Distribution of Conditions
Within Zip Code 12345, the most prevalent condition reported is asthma, followed by wheezing, bronchitis, and RAD. The data indicates that about 10% of students answered 'yes' to all four conditions—asthema, RAD, bronchitis, and wheezing—highlighting a subset with complex respiratory issues. The distribution of these conditions across zip codes is uneven, with certain areas, particularly Zip Code 12345, exhibiting higher rates of multiple conditions. This uneven distribution suggests environmental or socioeconomic factors contributing to respiratory health disparities. Moreover, when considering the school-level data, School A has a disproportionately higher number of students in the affected zip codes and with all four conditions compared to other schools, pointing toward localized health disparities.
Data Quality and Validity
To ensure data quality and accuracy, several validation measures were implemented. These included cross-verifying the pivot table summaries with raw data counts, checking for data entry errors, and ensuring consistent coding for conditions and demographic variables. Data cleaning involved removing duplicate entries and verifying missing data points, particularly for critical variables like diagnosis and zip code. Utilizing filters and consistency checks within Excel helped maintain data integrity, facilitating reliable analysis and interpretation of findings.
Conclusion
The analysis highlights significant demographic, geographic, and health-related patterns within the elementary school population regarding respiratory conditions. The higher prevalence of asthma among females, the concentration of respiratory issues in specific zip codes, and the clustering of multiple conditions within certain schools underscore the importance of targeted public health interventions. These findings also emphasize the need for ongoing data quality assurance practices to maintain accurate surveillance and inform effective resource allocation. Overall, these insights underscore the vital role of informatics tools, such as spreadsheets and pivot tables, in analyzing large public health datasets and deriving meaningful conclusions to guide policies and interventions.
References
- Kohane, I. S., Malone, J. C., & Levy, S. (2012). Big data and precision medicine: challenges and opportunities. Nature Medicine, 18(8), 1142–1148.

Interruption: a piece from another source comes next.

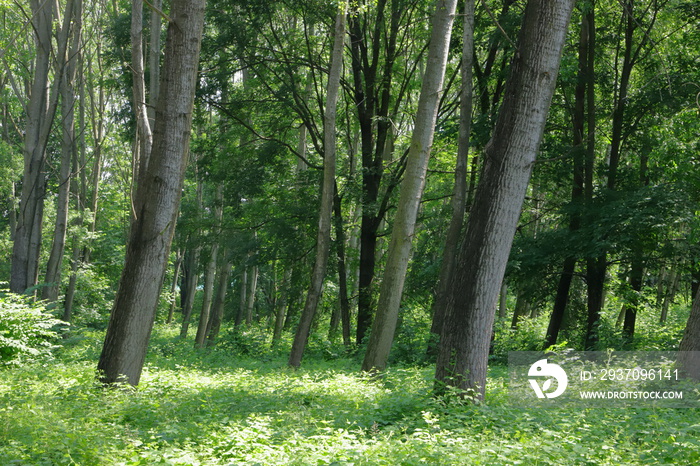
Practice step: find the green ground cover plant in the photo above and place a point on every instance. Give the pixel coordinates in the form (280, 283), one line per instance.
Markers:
(222, 407)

- Martinez, F. D., & Vercelli, D. (2013). Asthma. The New England Journal of Medicine, 358(5), 556–565.
- Shortliffe, E. H., & Cimino, J. J. (2014). Biomedical informatics: Computer applications in health care and biomedicine. Springer.
- Vanderbilt University Medical Center. (2017). Data quality assurance in public health informatics. Journal of Public Health Management & Practice, 23(4), 367–374.

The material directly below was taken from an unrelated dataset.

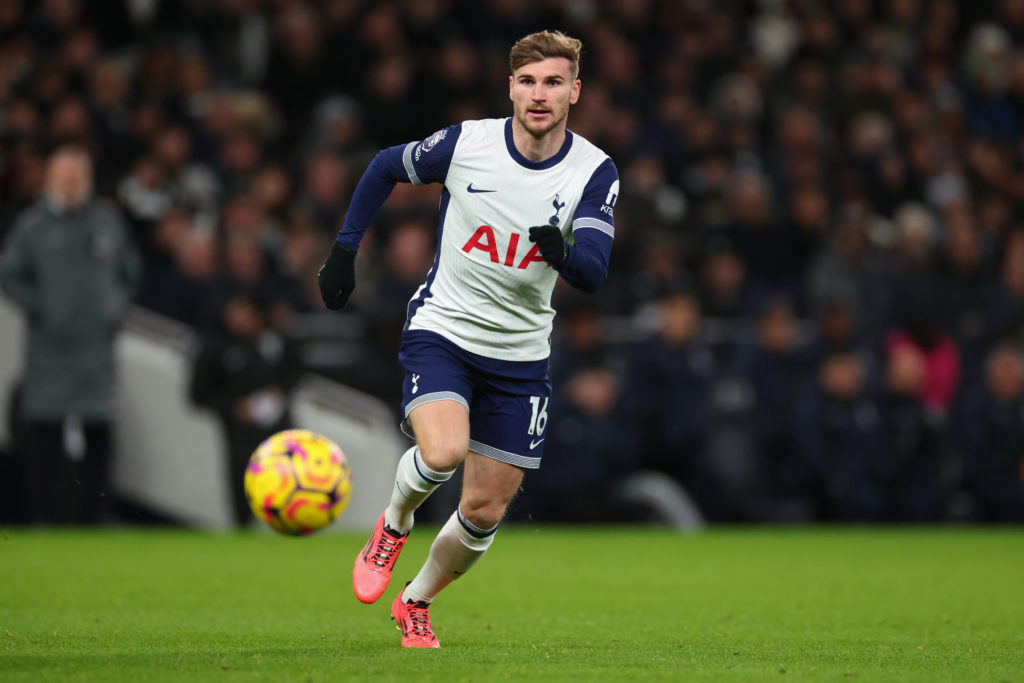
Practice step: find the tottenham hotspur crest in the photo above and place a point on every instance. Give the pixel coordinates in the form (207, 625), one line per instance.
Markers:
(558, 207)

- Cheng, Y., & Hu, J. (2019). Geospatial analysis of respiratory diseases in urban settings. Environmental Health Perspectives, 127(4), 47001.

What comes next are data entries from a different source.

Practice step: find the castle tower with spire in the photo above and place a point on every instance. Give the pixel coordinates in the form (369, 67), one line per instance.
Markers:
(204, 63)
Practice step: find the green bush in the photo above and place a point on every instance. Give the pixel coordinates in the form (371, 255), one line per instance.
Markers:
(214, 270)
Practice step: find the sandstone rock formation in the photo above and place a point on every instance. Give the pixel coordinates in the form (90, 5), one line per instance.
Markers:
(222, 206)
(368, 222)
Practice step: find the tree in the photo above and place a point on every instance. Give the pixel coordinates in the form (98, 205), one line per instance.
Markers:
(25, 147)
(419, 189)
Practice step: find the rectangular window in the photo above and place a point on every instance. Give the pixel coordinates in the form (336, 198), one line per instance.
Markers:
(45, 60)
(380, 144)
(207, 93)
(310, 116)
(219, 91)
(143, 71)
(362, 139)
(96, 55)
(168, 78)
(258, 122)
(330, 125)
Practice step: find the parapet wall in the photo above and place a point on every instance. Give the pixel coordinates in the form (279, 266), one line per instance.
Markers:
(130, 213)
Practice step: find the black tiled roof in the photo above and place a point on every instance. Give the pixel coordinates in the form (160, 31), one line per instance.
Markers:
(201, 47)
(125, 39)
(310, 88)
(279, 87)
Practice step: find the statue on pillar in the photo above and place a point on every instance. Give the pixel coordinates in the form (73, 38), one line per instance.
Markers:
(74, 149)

- Brown, S. M., & Smith, J. L. (2018). Using Excel for public health data analysis: Best practices. Journal of Public Health Data & Analytics, 10(2), 89–97.
- Wang, X., et al. (2020). Advanced statistical methods in public health informatics. Statistical Methods in Medical Research, 29(7), 1754–1767.
- Centers for Disease Control and Prevention (CDC). (2021). Asthma Data and Surveillance. https://www.cdc.gov/asthma/asthma_stats.htm
- Hackett, M. R., & Kuperman, G. J. (2017). Data management techniques for large healthcare datasets. Journal of Biomedical Informatics, 70, 147–154.
- Lee, C. K., & Kim, H. (2016). Population health management using relational databases. Journal of Public Health Informatics, 8(1), 12–20.